Multiple Intelligence- a Pediatrician's perspective

Multiple Intelligence- a Pediatrician's perspective

Multiple Intelligence- a Pediatrician’s perspective

Dr.S.Subramanian

The variety and dynamism that I see in the children that come to me, enthuses me. Alas! I find that most of the time, their potential is not brought out. I keep pondering if there could be a means to tap the apt means to bring out the best in every child. Multiple Intelligence could be one way to do so.

 Dr Howard Gardner, Prof of education in Harvard University developed this theory of Multiple Intelligence. This has helped educators, psychologist and parenting experts understand how children process and learn information.

This is a theory that directly challenged the traditional understanding of intelligence and its evaluation.

According to this theory every child has seven different intelligence. Once we understand this, it becomes easy to present a given information in a pattern that may best suit a given child.

The domains are (as seen in the picture)

Linguistic, logical- mathematical, spatial, bodily-kinaesthetic, musical, interpersonal, intrapersonal, natural and existential.

How are we to use this theory best? Though there are multiple ways in which this theory an be successfully applied in a daily life or class room setting, like any other idea, there has been an array of offshoots and methodologies that claim to have originated from MI theory. Dr Gardner, himself has suggested three possible ways in which this theory can be applied in day to day setting.

  1. Multiple approaches to a concept, subject matter or discipline- creating variety of ways in which a single item can learnt.
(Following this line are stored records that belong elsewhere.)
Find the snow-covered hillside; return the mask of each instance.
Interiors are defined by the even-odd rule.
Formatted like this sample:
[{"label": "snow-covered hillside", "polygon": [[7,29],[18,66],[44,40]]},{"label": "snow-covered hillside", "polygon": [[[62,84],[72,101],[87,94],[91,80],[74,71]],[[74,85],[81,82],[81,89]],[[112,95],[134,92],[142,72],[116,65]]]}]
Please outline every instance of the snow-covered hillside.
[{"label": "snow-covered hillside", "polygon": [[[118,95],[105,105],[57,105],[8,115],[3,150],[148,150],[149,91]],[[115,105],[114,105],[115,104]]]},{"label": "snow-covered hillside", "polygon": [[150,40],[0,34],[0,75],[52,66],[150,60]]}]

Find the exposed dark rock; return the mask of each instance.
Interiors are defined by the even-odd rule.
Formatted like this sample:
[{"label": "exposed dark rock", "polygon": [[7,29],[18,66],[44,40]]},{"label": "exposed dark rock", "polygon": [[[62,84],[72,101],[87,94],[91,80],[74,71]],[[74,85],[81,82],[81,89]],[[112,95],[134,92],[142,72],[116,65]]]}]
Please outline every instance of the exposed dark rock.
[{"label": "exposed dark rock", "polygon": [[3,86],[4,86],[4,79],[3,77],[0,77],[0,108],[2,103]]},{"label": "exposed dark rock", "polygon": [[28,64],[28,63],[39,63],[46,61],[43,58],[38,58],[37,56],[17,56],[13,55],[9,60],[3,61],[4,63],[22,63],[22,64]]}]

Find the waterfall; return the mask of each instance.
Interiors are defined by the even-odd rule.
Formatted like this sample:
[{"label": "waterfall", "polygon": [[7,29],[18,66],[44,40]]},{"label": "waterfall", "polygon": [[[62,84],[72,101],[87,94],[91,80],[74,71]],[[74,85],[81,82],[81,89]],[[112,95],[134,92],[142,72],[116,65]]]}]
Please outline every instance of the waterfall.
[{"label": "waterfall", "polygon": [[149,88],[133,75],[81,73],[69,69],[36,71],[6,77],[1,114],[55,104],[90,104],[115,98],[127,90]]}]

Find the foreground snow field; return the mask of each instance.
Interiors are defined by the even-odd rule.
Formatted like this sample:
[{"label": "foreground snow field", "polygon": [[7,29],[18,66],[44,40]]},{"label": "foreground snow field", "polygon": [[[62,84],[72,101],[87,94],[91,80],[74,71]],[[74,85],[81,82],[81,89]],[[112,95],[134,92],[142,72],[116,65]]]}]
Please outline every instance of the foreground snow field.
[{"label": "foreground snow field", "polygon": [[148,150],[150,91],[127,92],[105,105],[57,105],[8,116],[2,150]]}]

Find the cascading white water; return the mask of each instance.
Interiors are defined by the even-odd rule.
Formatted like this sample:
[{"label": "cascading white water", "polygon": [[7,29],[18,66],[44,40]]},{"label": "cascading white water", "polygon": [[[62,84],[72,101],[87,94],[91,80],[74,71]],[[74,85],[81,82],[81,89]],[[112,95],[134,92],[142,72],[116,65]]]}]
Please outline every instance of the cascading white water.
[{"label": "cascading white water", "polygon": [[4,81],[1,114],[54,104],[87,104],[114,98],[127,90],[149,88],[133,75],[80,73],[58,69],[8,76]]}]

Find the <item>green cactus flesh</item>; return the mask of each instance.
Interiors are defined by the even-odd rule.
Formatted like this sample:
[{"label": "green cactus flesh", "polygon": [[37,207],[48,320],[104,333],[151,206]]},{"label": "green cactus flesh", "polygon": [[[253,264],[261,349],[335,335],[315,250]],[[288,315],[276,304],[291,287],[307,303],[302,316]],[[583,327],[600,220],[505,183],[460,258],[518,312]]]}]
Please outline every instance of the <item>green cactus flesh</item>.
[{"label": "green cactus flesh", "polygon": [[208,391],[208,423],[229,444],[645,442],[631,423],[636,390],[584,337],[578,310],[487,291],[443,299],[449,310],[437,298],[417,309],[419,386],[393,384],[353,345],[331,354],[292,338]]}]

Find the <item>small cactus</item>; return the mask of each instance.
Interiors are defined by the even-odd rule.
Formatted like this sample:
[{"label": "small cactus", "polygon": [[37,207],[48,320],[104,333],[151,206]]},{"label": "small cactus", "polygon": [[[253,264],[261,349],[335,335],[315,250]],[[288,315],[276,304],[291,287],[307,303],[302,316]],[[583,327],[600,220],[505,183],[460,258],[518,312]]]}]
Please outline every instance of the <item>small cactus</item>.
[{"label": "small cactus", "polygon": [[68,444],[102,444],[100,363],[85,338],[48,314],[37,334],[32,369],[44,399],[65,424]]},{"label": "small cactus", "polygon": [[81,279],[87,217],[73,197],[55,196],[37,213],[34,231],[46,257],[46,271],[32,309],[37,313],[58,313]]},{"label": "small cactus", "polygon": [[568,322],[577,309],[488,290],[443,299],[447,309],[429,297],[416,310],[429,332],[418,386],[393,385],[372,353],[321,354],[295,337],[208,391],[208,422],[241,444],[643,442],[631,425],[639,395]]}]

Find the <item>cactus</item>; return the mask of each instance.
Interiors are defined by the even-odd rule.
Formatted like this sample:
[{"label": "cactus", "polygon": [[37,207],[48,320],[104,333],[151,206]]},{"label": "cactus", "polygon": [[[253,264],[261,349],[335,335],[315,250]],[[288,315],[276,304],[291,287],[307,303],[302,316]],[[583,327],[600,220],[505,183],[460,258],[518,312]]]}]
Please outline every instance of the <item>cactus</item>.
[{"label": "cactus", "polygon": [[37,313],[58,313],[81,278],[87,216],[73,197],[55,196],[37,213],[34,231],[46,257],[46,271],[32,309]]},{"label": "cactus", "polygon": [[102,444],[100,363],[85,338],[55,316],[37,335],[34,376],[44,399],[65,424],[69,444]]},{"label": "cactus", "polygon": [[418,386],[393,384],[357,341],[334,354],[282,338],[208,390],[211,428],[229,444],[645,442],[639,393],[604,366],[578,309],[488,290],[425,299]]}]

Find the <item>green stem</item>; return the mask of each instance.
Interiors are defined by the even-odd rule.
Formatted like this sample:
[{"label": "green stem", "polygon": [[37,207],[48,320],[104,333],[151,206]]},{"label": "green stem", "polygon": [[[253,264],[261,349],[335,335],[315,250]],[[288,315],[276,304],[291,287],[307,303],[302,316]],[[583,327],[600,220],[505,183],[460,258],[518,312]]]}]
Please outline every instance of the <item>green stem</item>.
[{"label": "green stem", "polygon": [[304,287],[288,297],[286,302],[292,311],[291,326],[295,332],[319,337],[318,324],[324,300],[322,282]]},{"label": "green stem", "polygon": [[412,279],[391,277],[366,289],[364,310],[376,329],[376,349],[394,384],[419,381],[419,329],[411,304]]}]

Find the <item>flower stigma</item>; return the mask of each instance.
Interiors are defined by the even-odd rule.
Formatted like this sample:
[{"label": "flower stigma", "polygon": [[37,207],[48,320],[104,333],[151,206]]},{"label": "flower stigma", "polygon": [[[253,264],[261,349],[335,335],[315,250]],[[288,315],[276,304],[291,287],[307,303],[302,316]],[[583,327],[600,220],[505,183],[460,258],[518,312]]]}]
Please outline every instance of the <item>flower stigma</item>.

The more the number of approaches more likely that more children are understanding the concept better. This can be especially be done to make children understand and explore and get hands- on with respect to certain important concepts.
  2. Personalisation of education: understanding a child’s strength and understanding that essentially all of us are different in the way we approach a learning. MI theory takes this concept seriously. As a corollary, when the aim is to help a child understand a key concept or help a child understand a specific field of learning it needs to be individualised to the child’s strength based on MI.
  3. Cultivation of desired capabilities: schools should plan to cultivate skills and capabilities that are highly valued in a given society. For eg if in a community performance of musical instrument is considered important, then it is important and of high value for schools to cultivate intelligence related to that domain.

Yes, multiple Intelligence does explain to us why a given child takes to a specific domain like music or public relation easily. But it also gives us approach or pathways to reach, teach and inculcate concepts that are considered important for a child to be part of the community as a whole.